Knall in Österreich: Nach den gescheiterten Koalitionsverhandlungen kommt es höchstwahrscheinlich zu einer Premiere, die mit Argwohn beobachtet wird: Erstmals dürfte die rechte FPÖ den Kanzler stellen. Bundespräsident Alexander Van der Bellen (80) hat am Montagmorgen den umstrittenen Herbert Kickl (56) widerwillig mit der Bildung einer neuen Regierung beauftragt. 

Kickl, mit dem niemand zusammenarbeiten wollte, soll jetzt doch Kanzler werden? Wir sagen dir, wie das gehen soll, und auch, wie Kickl tickt. 
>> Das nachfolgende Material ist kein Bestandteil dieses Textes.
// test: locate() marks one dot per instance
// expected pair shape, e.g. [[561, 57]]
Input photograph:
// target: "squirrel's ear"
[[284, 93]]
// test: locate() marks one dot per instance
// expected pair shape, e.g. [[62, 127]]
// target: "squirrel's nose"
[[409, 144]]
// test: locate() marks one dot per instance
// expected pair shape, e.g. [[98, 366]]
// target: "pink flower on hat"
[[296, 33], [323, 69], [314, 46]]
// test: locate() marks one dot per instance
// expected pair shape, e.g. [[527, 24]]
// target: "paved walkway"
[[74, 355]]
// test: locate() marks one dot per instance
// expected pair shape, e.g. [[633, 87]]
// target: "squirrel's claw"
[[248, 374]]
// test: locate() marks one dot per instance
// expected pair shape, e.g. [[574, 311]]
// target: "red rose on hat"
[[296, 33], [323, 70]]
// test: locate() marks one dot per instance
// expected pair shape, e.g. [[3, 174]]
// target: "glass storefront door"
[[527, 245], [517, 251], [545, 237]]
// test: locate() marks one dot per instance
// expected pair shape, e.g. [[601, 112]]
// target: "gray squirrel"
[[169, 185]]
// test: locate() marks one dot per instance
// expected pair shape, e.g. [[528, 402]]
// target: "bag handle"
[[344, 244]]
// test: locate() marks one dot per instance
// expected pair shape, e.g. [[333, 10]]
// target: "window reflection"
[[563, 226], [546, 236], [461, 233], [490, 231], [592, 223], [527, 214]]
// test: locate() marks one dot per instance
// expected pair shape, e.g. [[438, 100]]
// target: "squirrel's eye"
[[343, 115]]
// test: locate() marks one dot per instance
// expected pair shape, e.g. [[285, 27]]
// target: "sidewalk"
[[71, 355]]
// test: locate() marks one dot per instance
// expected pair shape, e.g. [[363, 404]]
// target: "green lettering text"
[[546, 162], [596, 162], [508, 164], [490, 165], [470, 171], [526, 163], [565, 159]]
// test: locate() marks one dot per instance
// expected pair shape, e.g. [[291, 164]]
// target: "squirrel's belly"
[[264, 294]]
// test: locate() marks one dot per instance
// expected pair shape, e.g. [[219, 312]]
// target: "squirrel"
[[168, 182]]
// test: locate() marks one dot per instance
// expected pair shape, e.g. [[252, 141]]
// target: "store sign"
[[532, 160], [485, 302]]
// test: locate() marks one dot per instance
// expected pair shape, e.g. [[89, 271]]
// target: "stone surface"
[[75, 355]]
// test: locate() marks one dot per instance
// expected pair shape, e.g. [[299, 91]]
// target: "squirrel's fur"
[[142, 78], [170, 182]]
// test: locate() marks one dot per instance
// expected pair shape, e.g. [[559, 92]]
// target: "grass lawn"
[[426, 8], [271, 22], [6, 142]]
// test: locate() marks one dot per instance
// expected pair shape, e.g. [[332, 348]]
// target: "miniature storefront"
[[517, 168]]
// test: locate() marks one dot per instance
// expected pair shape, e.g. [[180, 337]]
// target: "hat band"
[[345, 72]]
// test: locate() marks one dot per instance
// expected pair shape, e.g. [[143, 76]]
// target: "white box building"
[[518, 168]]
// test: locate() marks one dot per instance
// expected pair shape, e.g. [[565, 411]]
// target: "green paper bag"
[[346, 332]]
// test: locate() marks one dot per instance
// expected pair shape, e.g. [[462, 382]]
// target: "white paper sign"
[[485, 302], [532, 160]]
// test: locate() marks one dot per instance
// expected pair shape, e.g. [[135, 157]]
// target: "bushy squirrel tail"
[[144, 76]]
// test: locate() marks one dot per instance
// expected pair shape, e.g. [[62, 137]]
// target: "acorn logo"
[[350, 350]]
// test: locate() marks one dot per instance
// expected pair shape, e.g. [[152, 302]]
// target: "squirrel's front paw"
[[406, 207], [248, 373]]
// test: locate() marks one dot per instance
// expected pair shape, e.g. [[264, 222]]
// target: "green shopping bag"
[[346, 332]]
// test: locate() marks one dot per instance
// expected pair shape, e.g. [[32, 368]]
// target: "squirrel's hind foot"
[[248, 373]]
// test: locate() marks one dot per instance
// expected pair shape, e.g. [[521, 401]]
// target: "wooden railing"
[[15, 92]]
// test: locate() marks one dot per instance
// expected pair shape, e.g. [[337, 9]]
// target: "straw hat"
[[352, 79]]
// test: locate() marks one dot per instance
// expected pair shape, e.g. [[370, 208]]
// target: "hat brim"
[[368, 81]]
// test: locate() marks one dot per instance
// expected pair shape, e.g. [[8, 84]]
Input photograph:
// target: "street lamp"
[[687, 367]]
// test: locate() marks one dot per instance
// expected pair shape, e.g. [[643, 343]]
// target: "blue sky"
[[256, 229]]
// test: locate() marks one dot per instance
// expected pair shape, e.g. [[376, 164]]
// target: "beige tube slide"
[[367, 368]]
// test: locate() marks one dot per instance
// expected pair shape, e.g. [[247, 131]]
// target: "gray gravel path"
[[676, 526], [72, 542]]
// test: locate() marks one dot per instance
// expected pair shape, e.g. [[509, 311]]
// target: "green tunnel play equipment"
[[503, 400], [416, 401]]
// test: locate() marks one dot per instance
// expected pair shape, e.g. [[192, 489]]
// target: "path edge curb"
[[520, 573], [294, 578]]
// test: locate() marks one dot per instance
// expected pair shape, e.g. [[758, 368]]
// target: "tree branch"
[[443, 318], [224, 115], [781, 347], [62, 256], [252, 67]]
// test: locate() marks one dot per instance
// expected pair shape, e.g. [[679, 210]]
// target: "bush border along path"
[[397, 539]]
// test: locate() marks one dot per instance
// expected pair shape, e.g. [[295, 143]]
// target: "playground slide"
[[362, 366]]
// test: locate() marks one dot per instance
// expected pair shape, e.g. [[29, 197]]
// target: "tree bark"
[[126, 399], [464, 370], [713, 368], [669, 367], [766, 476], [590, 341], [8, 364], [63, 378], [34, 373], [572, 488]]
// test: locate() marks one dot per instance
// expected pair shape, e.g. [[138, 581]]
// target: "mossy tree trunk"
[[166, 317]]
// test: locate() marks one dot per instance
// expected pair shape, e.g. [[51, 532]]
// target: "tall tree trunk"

Warum steckt Österreich in der Krise?

Die Wahlen vom 29. September 2024 haben ein Politbeben ausgelöst. Die FPÖ siegte mit 28,9 Prozenten vor der regierenden ÖVP (26,3), der SPÖ (21,1) und den Neos (9,1). Obwohl Wahlsiegerin, wollte Bundespräsident Alexander Van der Bellen die rechte FPÖ nicht mit der Regierungsbildung beauftragen. Grund: ihre Ausrichtung und weil keine andere Partei mit ihr zusammenarbeiten wollte.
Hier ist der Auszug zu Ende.